I heard one of the 2nd bracket g2010 ECNL teams coaches told parents that they were close to being placed in the 1st bracket but just missed out because of their league record.

If this is true it implies that somehow league records apply to the bracket Surf Cup places teams in. Also, if they "just missed" getting into the 1st bracket some kind of number ranking algorithm is being used.

Or maybe by "just missed" Surf Cup was being literal and that clubs dart just missed the board.

There are 8 ECNL teams in the Super Black (aka second) bracket for G2010. While I haven’t gone through each team to evaluate their rankings, I don’t see any there that should be in Best of the Best. Who am I overlooking? You might argue that LA Breakers FC ECNL should be in vs DMCV Sharks ECNL.
 
There are 8 ECNL teams in the Super Black (aka second) bracket for G2010. While I haven’t gone through each team to evaluate their rankings, I don’t see any there that should be in Best of the Best.

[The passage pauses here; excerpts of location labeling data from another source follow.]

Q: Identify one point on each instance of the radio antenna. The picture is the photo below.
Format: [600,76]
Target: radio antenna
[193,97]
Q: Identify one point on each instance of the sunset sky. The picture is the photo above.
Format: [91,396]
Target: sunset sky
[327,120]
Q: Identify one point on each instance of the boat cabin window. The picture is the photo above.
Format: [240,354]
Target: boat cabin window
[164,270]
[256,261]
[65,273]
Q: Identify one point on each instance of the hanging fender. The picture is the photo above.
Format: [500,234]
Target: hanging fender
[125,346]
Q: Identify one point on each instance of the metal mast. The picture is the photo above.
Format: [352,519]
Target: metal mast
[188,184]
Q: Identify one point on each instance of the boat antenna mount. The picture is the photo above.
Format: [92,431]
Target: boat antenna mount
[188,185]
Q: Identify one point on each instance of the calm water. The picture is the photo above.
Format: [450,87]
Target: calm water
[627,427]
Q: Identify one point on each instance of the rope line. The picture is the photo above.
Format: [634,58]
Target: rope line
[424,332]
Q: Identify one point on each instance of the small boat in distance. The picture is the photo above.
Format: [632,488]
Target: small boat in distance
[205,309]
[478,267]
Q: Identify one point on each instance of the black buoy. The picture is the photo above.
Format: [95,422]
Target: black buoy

Who am I overlooking? You might argue that LA Breakers FC ECNL should be in vs DMCV Sharks ECNL.
Sporting, Liverpool or Hawaii would be my choice over breakers and sharks.

I think breakers and sharks would be more evenly matched against Slammers RL (last years surf cup winner, Vegas cup finalist and Mojave division champ), Blues RL (southwest and Sonoran division champ and last years finalist) and Beach RL (played In Virginia and competes with slammers and blues).

I think some of the super white bracket and super black bracket could be interchanged to have better balance (bring up the high level RL teams to play those mid tier NL teams)
 
Sporting, Liverpool or Hawaii would be my choice over breakers and sharks.

I think breakers and sharks would be more evenly matched against Slammers RL (last years surf cup winner, Vegas cup finalist and Mojave division champ), Blues RL (southwest and Sonoran division champ and last years finalist) and Beach RL (played In Virginia and competes with slammers and blues).

I think some of the super white bracket and super black bracket could be interchanged to have better balance (bring up the high level RL teams to play those mid tier NL teams)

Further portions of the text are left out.